Plenty of applications are single threaded and it's cheaper to spend thousands on a super fast CPU to run it as fast as possible than spend tens of thousands on a programmer to rewrite the code to be more parallel.
And like you say, plenty of times it is infeasible to rewrite the code because its third party code for which you don't have the source or the rights.
A couple years ago I noticed that some Xeons I was using had a much cache as the ram in the systems I had growing up (millennial, so, we’re not talking about ancient commodores or whatever; real usable computers that could play Quake and everything).

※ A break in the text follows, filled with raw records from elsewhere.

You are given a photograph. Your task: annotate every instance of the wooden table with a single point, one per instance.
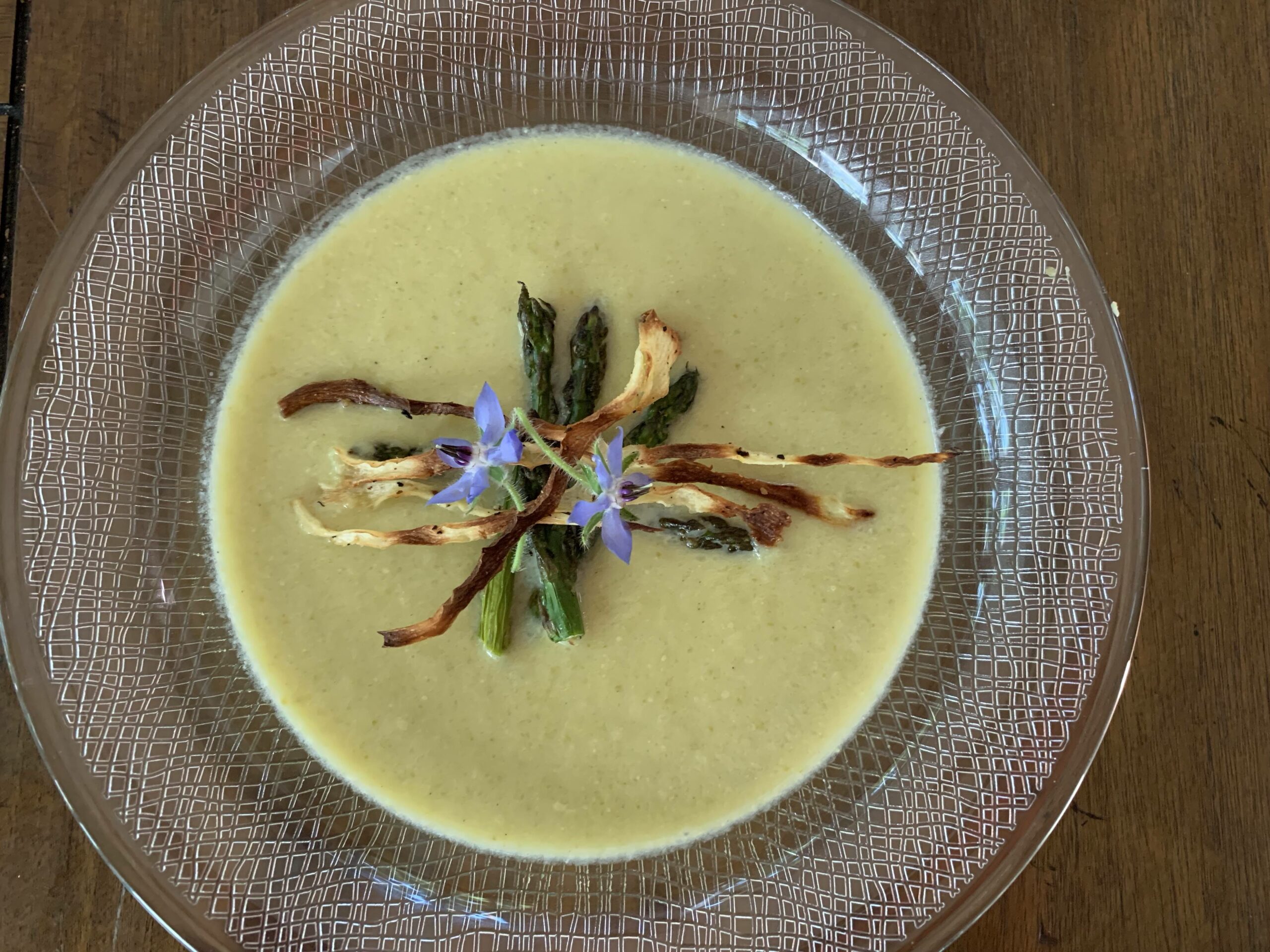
(1150, 119)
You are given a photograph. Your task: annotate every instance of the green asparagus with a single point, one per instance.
(382, 452)
(496, 611)
(588, 361)
(538, 352)
(710, 532)
(558, 549)
(656, 427)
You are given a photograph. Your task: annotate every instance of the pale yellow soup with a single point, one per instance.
(708, 685)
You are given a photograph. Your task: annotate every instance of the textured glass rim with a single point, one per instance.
(107, 834)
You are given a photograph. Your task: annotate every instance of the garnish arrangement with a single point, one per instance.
(536, 455)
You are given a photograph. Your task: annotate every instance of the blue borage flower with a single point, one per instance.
(497, 446)
(618, 492)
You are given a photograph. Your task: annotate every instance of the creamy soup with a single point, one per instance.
(708, 683)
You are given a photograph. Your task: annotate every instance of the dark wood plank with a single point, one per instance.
(1150, 121)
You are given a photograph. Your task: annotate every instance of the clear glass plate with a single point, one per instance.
(180, 771)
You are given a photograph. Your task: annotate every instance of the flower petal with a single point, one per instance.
(447, 457)
(478, 481)
(616, 535)
(614, 460)
(455, 492)
(584, 512)
(488, 414)
(508, 450)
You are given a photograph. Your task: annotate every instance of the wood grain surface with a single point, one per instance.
(1151, 121)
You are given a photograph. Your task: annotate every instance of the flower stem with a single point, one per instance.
(573, 473)
(509, 485)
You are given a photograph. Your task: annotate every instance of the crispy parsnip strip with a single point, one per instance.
(432, 535)
(351, 390)
(356, 475)
(766, 522)
(829, 509)
(649, 456)
(487, 567)
(651, 380)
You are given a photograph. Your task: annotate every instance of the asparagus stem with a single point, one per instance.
(710, 532)
(496, 611)
(538, 352)
(558, 574)
(588, 359)
(559, 547)
(656, 427)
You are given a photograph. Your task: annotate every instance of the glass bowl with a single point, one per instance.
(178, 769)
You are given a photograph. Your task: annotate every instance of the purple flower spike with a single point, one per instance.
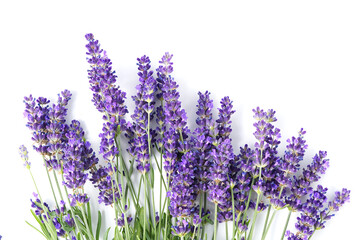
(181, 229)
(339, 200)
(143, 113)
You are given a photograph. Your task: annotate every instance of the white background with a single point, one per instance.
(299, 58)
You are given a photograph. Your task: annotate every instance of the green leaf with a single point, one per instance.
(42, 225)
(89, 218)
(152, 175)
(98, 228)
(106, 234)
(37, 229)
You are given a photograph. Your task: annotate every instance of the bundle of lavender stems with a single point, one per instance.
(201, 181)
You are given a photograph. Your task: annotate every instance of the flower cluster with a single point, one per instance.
(199, 169)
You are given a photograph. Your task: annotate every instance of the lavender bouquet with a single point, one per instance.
(189, 180)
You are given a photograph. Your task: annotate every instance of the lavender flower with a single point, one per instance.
(218, 188)
(184, 188)
(24, 156)
(176, 117)
(301, 185)
(107, 97)
(202, 139)
(144, 102)
(181, 229)
(310, 219)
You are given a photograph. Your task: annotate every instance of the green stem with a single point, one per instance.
(144, 206)
(194, 232)
(86, 223)
(49, 225)
(215, 221)
(264, 232)
(167, 202)
(233, 214)
(52, 188)
(254, 216)
(226, 230)
(248, 201)
(286, 224)
(161, 212)
(58, 186)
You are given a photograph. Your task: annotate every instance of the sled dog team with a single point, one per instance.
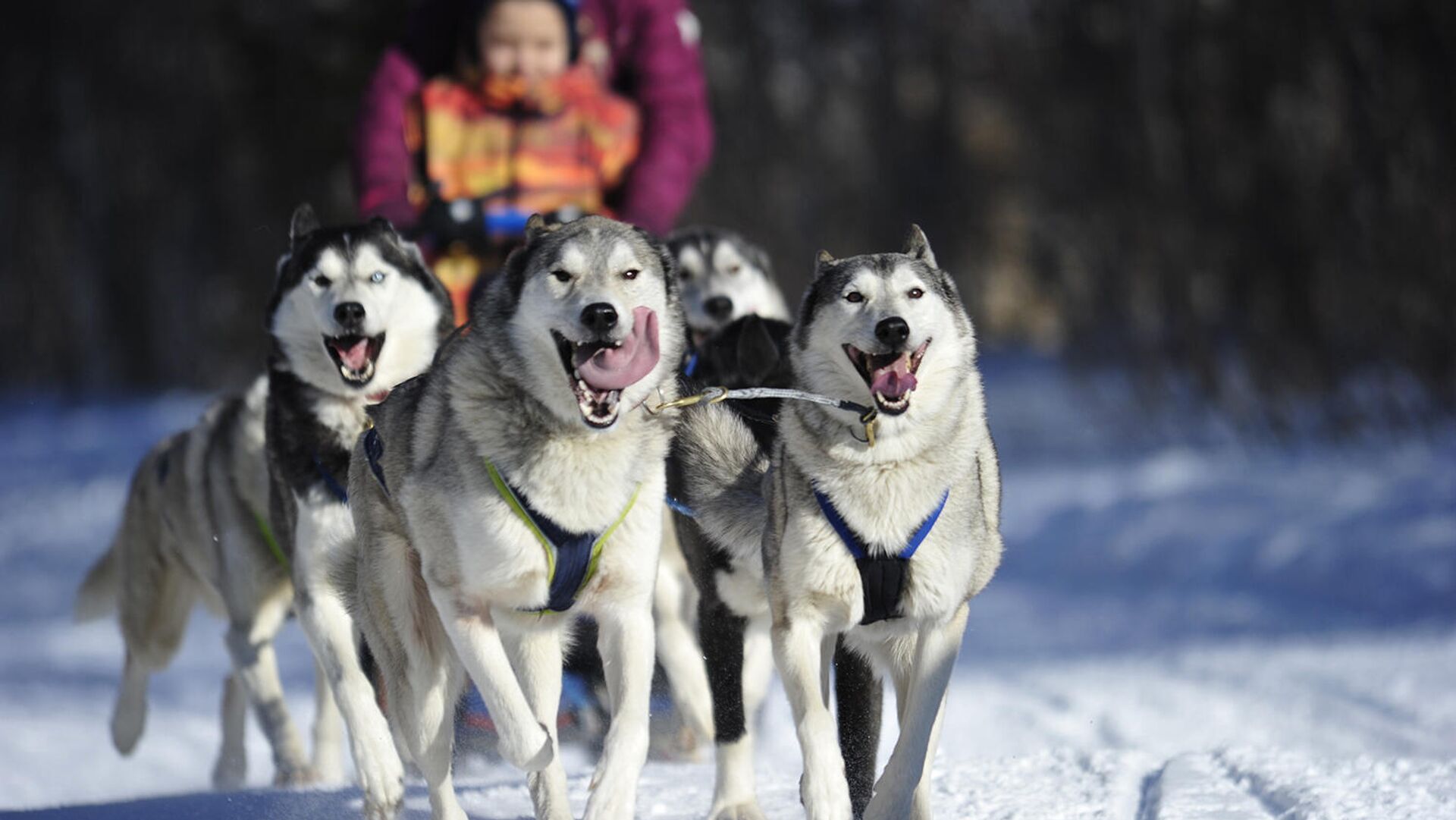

But 512MB? That’s roomy. Could Puppy Linux just be held entirely in L3 cache?
CCDs can't access each other's L3 cache as their own (fabric penalty is too high to do that directly). Assuming it's anything like the 9174F that means it's really 8 groups of 2 cores that each have 64 MB of L3 cache. Still enormous, and you can still access data over the infinity fabric with penalties, but not quite a block of 512 MB of cache on a single 16 core block that it might sound like at first.
Zen 4 also had 96 MB per CCD variants like the 9184X, so 768 MB per, and they are dual socket so you can end up with a 1.5 GB of total L3 cache single machine! The downside being now beyond CCD<->CCD latencies you have socket<->socket latencies.
Hmm. Ok, instead of treating the cache as ram, we will have to treat each CCD as a node, and treat the chip as a cluster. It will be hard, but you can fit quite a bit in 64MB.
Firmware is using cache as RAM (e.g. https://www.coreboot.org/images/6/6c/LBCar.pdf) to do early init, like DRAM training. I guess later things in the boot chain rely on DRAM being set up probably though.
I would be pretty curious about such a system. Or, maybe more practically, it might be interesting to have a system pretends the L3 cache is ram, and the ram is the hard drive (in particular, ram could disguise itself as the swap partition, to so the OS would treat is as basically a chunk of ram that it would rather not use).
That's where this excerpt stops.